"Alone?"
"Yes; when I go to Cambridge, as I want to do in the autumn."
There was a long silence. Mrs. Ogden dropped her sewing and looked at her daughter steadily; and then:
"You really mean this, about Cambridge, Joan?"
Joan hesitated uncomfortably; she wished her mother would not adopt this quiet tone, which was belied by the expression in her eyes.
"Well, if I don't go now, I shall never go at all. I'm nearly twenty-four already," she temporized.
"So you are, nearly twenty-four. How time flies, dear."
"We're hedging," thought Joan. "I must get to the point."
"Look here, Mother," she said firmly. "I want to talk this out with you and tell you all my plans; you have a right to know, and, besides, I shall need your help. I want to take a scholarship at Cambridge in the autumn, if I can. I shall only have my twenty-five pounds a year, I know, because Milly's share you'll need for yourself, but Elizabeth has some money put by, and she's offered to let me borrow from her until I can earn something.
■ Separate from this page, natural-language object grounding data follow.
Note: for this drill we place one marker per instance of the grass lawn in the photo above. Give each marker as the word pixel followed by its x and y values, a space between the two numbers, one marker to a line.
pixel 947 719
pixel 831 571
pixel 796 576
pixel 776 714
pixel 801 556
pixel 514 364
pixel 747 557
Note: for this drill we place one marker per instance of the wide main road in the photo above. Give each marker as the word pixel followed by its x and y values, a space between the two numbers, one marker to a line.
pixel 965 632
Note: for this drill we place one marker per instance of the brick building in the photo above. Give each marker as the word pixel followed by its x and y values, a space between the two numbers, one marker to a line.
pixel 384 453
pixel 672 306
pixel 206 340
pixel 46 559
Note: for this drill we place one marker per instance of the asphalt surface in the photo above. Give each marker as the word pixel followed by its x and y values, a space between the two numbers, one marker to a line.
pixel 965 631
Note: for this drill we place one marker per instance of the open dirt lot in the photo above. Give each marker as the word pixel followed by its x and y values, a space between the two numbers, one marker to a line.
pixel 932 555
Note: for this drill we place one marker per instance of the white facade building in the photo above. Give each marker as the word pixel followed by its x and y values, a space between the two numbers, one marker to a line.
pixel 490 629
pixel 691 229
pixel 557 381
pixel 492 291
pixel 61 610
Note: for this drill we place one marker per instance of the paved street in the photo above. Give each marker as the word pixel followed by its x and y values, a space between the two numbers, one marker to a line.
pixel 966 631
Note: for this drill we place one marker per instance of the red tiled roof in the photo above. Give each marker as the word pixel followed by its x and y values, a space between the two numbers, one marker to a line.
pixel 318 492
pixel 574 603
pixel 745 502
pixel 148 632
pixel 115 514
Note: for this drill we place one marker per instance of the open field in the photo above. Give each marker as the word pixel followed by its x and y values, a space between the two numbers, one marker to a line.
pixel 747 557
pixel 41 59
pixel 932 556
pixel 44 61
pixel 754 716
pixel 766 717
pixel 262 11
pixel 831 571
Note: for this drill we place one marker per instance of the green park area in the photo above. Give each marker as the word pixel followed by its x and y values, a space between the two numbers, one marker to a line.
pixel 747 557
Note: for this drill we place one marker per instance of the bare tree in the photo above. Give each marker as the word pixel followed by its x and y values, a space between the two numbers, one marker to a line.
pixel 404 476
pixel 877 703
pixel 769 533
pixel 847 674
I'm hoping that if it's not too late, I might manage to hang out for a medical degree, but even if that's impossible I ought to find some sort of work if I do well at college. And then there's another thing." She hesitated for a moment but plunged on. "If you had a tiny place of your own it would cost much less, as I've always told you. Say just two or three comfortable rooms, for, of course, there wouldn't be money enough for you to keep up a flat for the two of us; but that wouldn't matter, because Elizabeth's got a flat of her own in London, and could always put me up when I was there. If you were in London I should feel so much happier about it all; I could look after you better, don't you see? We could see so much more of each other; and then if you were ill, or anything—and another thing is that you'd have a little more money to spend. You could go and stay with people; you might even be able to go abroad in the winter sometimes. Dearest, you do understand, don't you?"
Mrs. Ogden was silent. She had turned rather pale, but when she spoke her voice was quite gentle.